Thomas is a Belgian colonist in Belgian Congo in the late 1950s and owner of a coffee plantation. While he spends lots of his time in Congo, it’s time to go home now, as Rose, the woman who raised him and his brother as her own, had a stroke and is slowly slipping away. He’s right on time to bid Rose last farewell, and after the funeral he takes some time to meet up with old friends at the world exhibition in Brussels, and with his daughter Bernadette, whom he hasn’t seen in a long time.
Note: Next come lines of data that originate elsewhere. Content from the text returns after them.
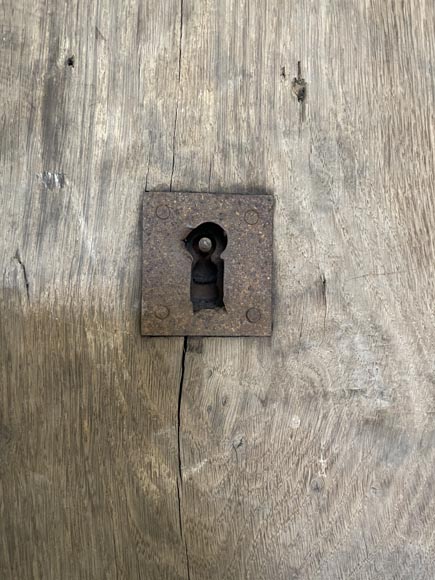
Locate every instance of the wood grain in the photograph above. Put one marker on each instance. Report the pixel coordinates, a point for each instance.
(307, 456)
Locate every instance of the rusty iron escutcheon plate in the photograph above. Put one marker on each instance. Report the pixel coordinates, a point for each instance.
(167, 279)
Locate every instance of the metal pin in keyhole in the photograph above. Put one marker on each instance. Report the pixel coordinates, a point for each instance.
(205, 245)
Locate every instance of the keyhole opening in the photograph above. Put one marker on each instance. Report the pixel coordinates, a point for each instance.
(206, 244)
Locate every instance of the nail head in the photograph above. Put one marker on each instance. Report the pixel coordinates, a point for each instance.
(162, 212)
(251, 217)
(161, 312)
(253, 315)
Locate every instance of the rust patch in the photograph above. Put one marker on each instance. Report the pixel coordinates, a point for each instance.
(207, 264)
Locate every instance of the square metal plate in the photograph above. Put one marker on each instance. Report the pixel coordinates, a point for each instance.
(167, 307)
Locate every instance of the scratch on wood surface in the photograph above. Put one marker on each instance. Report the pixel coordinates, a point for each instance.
(52, 179)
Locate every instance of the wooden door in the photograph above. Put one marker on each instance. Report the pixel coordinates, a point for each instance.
(307, 456)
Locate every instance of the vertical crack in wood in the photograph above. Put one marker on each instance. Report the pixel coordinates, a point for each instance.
(174, 137)
(180, 469)
(17, 257)
(180, 46)
(325, 302)
(180, 396)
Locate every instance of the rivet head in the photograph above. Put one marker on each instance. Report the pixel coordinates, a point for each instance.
(161, 312)
(162, 212)
(253, 315)
(251, 217)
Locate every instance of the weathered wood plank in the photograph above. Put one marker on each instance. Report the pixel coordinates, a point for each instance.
(311, 456)
(307, 456)
(88, 417)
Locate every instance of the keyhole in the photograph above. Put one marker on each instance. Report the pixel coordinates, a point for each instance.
(206, 244)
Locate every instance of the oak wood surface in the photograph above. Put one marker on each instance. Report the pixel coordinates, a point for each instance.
(306, 456)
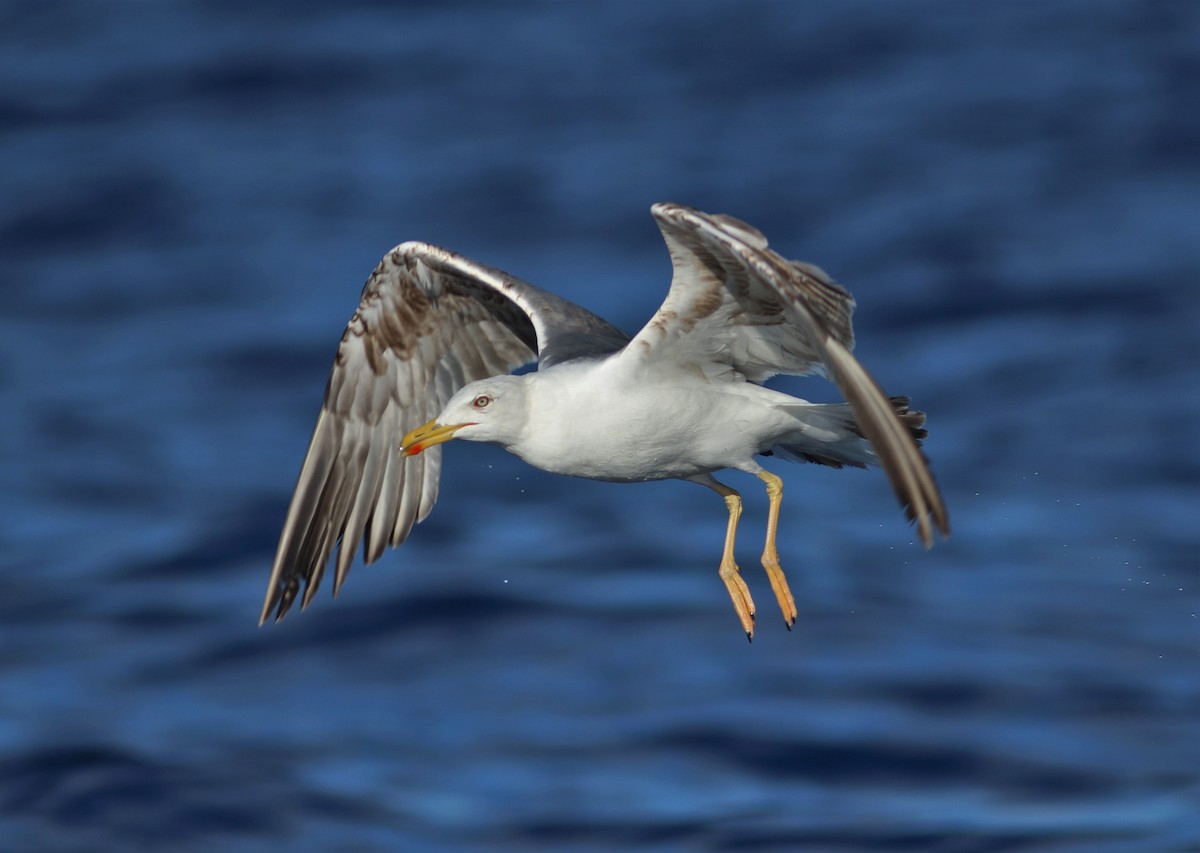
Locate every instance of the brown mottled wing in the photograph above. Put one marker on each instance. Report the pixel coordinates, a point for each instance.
(736, 304)
(429, 323)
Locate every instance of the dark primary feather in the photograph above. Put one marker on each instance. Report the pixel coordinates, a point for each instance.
(736, 301)
(429, 323)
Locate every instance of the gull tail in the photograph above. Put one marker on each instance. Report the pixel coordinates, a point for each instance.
(829, 436)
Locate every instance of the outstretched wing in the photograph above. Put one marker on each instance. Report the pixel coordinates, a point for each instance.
(736, 304)
(429, 323)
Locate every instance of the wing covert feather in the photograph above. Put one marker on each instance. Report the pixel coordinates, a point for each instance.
(429, 322)
(736, 302)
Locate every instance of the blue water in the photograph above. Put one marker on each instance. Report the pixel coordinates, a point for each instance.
(191, 196)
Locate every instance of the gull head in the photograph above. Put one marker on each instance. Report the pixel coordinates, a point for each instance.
(487, 410)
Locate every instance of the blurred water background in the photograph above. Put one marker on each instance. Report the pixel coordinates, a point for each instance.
(191, 197)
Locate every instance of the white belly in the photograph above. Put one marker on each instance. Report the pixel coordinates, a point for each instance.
(597, 427)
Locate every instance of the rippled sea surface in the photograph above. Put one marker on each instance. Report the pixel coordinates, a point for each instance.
(191, 196)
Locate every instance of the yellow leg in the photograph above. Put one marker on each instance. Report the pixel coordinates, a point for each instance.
(771, 556)
(729, 571)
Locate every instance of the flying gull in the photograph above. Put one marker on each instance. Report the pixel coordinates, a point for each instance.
(427, 358)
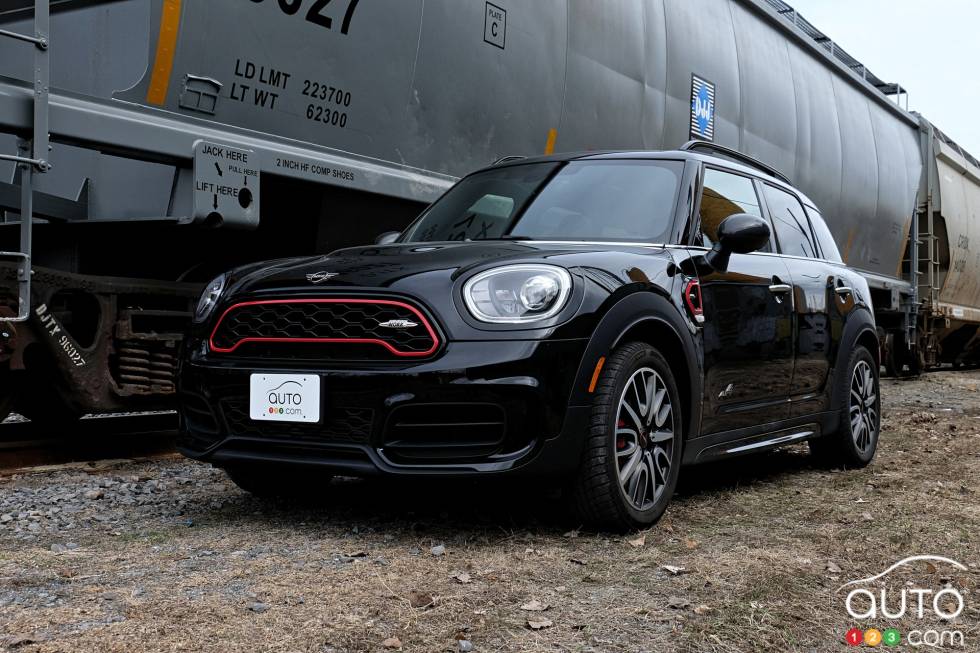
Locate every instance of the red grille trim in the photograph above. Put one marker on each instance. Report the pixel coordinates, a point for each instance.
(335, 300)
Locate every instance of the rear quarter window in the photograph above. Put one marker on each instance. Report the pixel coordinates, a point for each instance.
(825, 240)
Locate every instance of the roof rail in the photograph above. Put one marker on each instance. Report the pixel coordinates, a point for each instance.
(691, 146)
(505, 159)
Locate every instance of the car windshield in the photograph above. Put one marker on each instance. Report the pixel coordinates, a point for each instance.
(624, 200)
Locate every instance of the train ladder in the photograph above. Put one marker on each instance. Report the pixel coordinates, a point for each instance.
(32, 155)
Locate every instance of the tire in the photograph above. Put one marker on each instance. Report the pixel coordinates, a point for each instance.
(267, 482)
(599, 495)
(858, 391)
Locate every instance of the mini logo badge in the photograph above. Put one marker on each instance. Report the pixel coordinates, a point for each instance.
(320, 277)
(398, 324)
At the same time in France, the political situation isn’t very stable. There is a war in Algeria, reactionaries seized power and attacks are bound to happen on French soil if something doesn’t happen soon. Bénédicte, journalist of an influential newspaper, is in on something not too kosher, be it with the right intentions.
In the following years, the situation becomes worse in Congo, with rebels extruding all Europeans and raiding houses and plantations, including that of Thomas. He goes back there as soon as he can, but that might not have been the best idea…
This comic book is divided into several storylines that stretch from Congo to Belgium, over France and Germany, and back. It makes sure that the flow is quite rapid all the time, yet it’s also hard to follow, certainly at the beginning. So many things are happening at once, that you’ll really have to keep your focus. Nonetheless, it’s quite fascinating to realize what a mess the world was at that time, and how all those seemingly separate events are all connected. By adding the main storyline of Thomas, the link between the big events in the world, and the small pawns such as Thomas, becomes very fascinating.
Overall, the illustrations look nice enough, yet not always particularly detailed. They seem to speak more through the broad color spectrum they use, rather than through the actual drawings themselves. The whole looks pretty good though, and gets the job done well.
At the end of this elaborate comic book, that consists out of two parts, there is a chronology of the important events that happened during the late 1950s and early 1960s. We found it a good addition, as it helps to see the events in the comic book in the right perspective.
Conclusion
Getekend: Gelukkige Tijden tells a complex story, with many different angles. It gives a good idea of what was going on in Europe after the Second World War though, and is both interesting as well as relaxing, exciting and fun to read. It’s definitely one worth checking out, as it handles an important period of time that hasn’t been explored much before in comic books, we found.